The bust took place August 15 at the Otay Mesa border facility. California Border Patrol agents stopped a Hispanic male in his late-thirties after suspicions were raised from signals given to dog handlers, according to information shared by U.S. Customs and Border Protection.

Authorities estimate that the seizure of the close to 8,000 pounds of marijuana is worth $2.3 million. The shipment of jalapeno-disguised weed was transported to the facility in a trailer just after 6 p.m. In total, 314 wrapped bundles were discovered, which U.S. Customs and Border Protection Commissioner Mark Morgan hailed in an August 16 Twitter post. Otay Mesa has been a hot spot for drug smuggling for years, with agents seizing thousands of pounds of illegal drugs every year.

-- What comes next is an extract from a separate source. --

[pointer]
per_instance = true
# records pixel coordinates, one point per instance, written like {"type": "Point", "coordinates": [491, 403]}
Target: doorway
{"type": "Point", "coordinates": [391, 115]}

Just two days prior (Aug 13), the same facility seized more than 10,000 pounds of marijuana hidden in auto parts. Since October 1, 2018, the Otay Mesa facility has uncovered more than 80,000 pounds of cocaine, nearly 4,000 pounds of heroine, 226,000 pounds of marijuana, over 53,000 pounds of methamphetamine and nearly 2,100 pounds of fentanyl, according to CBP statistics.

In 2018, one of the biggest busts in U.S. history took place when a mother was pulled over in a van with her five children at the border stop, where it was discovered she had more than $1 million in meth, cocaine and heroine.

The Otay Mesa crossing is located 20 miles southeast of San Diego. The truck and trailer were seized by agents following the discovery. It is not known what charges the driver is facing as of yet.